Overview
The Hive storage connection is used to access and manage existing Hive metadata services. By configuring this connection, you can:
- Seamlessly integrate with existing data warehouse infrastructure.
- Reuse already-built table structures and metadata information.
- Centrally manage data catalogs for cross-platform data asset integration.
This configuration approach is especially suitable for enterprises during data platform upgrade or integration processes, enabling a smooth transition and system coexistence. You can fully leverage the advantages of both systems without needing to migrate existing data.
Usage Restrictions
- Before use, ensure that the network between the Lakehouse and the Hive cluster is connected.
- Currently, the External Catalog feature of Singdata Lakehouse supports the following external data sources:
- Hive on OSS (Alibaba Cloud Object Storage Service)
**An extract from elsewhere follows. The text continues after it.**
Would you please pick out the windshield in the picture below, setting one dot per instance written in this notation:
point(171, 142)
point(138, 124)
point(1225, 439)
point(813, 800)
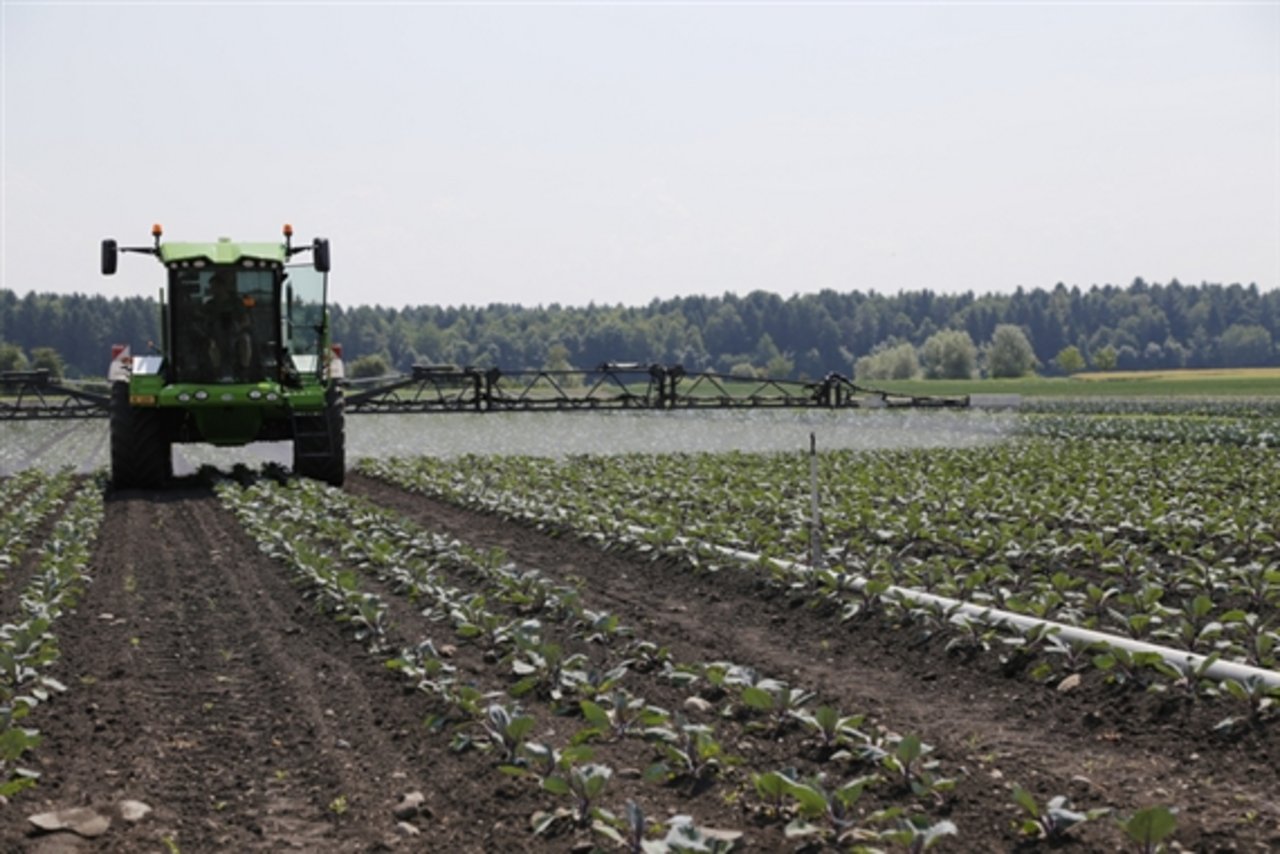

- Hive on COS (Tencent Cloud Object Storage Service)
- Hive on S3 (AWS Object Storage Service)
- Hive on GCS (Google Cloud Object Storage Service)
- Both read and write are supported. Write operations support Parquet, ORC, and Text file formats.
Create External Catalog
Steps to Create a Hive Catalog
- Create Storage Connection: First, create a storage connection to access the object storage service.
- Create Catalog Connection: Use the storage connection information and Hive Metastore address to create a Catalog Connection.
- Create External Catalog: Use the Catalog Connection to create an External Catalog for accessing external data in the data lake.
Create Storage Connection
For creating a storage connection, refer to the document Create STORAGE CONNECTION.